EasyOCR_advance Node Documentation
Overview
The EasyOCR_advance node is a component of the ComfyUI extension for the "comfyui_LLM_party" project. This node is designed to perform Optical Character Recognition (OCR) on images using the EasyOCR library. It extracts text from images, supports multiple languages, and provides various customization options to enhance the performance and accuracy of text recognition.
Features
- Multi-language support for text recognition.
- Customizable parameters including decoder type, text detection thresholds, and image processing options.
- Real-time text extraction displayed both as structured data and as annotated images.
- Integration for enabling/disabling the node's functionality within workflows.
Inputs
The EasyOCR_advance node accepts the following inputs:
- image: The image on which OCR is to be performed.
- gpu: Boolean option to enable or disable GPU usage for faster processing.
- language_name: A string indicating the languages to be used for OCR, specified in EasyOCR language codes (e.g., "ch_sim,en" for Simplified Chinese and English).
- decoder: Chooses the type of decoder used ("greedy", "beamsearch", or "wordbeamsearch").
- beamWidth: Integer value specifying the width of the beam for beamsearch decoding.
- batch_size: Number of images processed in a batch.
- workers: Number of worker threads used for parallel image processing.
- allowlist: A string of allowable characters for text detection.
- blocklist: A string of characters to exclude from text detection.
- paragraph: Boolean to enable or disable paragraph segmentation.
- min_size: Minimum size of text components to be detected.
- contrast_ths: Threshold for contrast enhancement.
- adjust_contrast: Level of contrast adjustment.
- text_threshold: Threshold for text line break detection.
- low_text: Threshold for lower text score cutoff.
- link_threshold: Threshold for text link score.
- canvas_size: Maximum size of the image canvas.
- mag_ratio: Magnification ratio for image resizing.
- slope_ths: Threshold for slant detection.
- ycenter_ths: Threshold for vertical alignment of text.
- height_ths: Threshold for text height variation.
- width_ths: Threshold for text width variation.
- add_margin: Margin added around text detections.
- is_enable: Boolean to enable or disable the node.
Outputs
The EasyOCR_advance node produces the following outputs:
- images: Annotated images with bounding boxes drawn around detected text.
- masks: Mask images highlighting the detected text areas.
- json_str: JSON string containing structured data with bounding boxes, detected text, and confidence scores.
- text: Raw extracted text from the images.
- language_list_help: A string providing a mapping of supported languages in human-readable format.
Usage
The EasyOCR_advance node can be used in ComfyUI workflows for various purposes, such as:
- Extracting text information from images for analysis or recording.

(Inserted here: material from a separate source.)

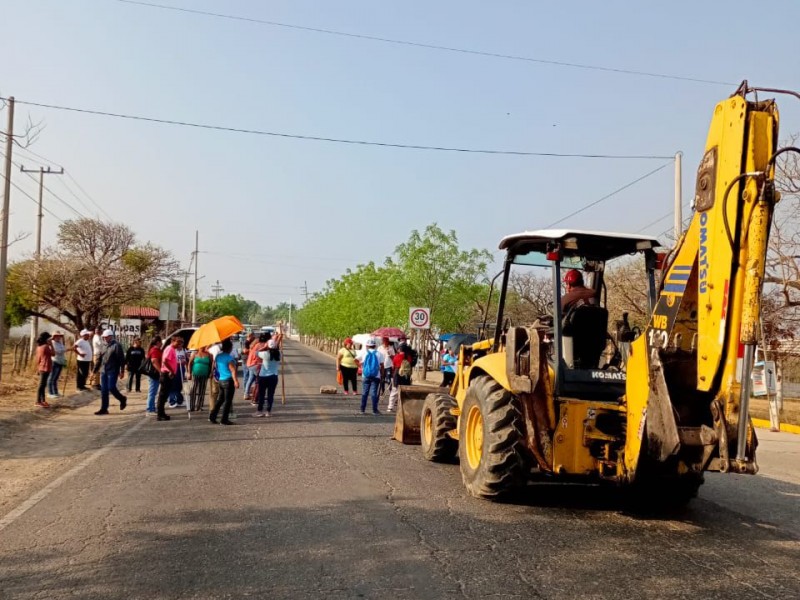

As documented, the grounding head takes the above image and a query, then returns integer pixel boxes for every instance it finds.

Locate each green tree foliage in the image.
[296,224,492,338]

- Pre-processing text within images for further AI/ML tasks.
- Integrating with multilingual systems to process images in different languages.
- Generating overlays or annotations on images to display detected text visually.
To use this node, create a large language model node in ComfyUI and input the required parameters as needed. Depending on your hardware setup and needs, you may decide to enable GPU processing for improved performance.
Special Features and Considerations
- Language Support: The node supports a wide range of languages using EasyOCR's language codes. Refer to the language_list_help output to understand supported languages.
- Customizable Parameters: Users have control over various parameters allowing customization of the detection process suited for different scenarios and image types.
- Performance Optimization: Options like GPU usage, batch size, and worker threads enable users to optimize performance based on their computational resources.
Conclusion
The EasyOCR_advance node is an advanced tool designed for performing comprehensive OCR tasks in ComfyUI workflows. Its extensive customization options and language support make it versatile for a variety of applications in image processing and text recognition tasks.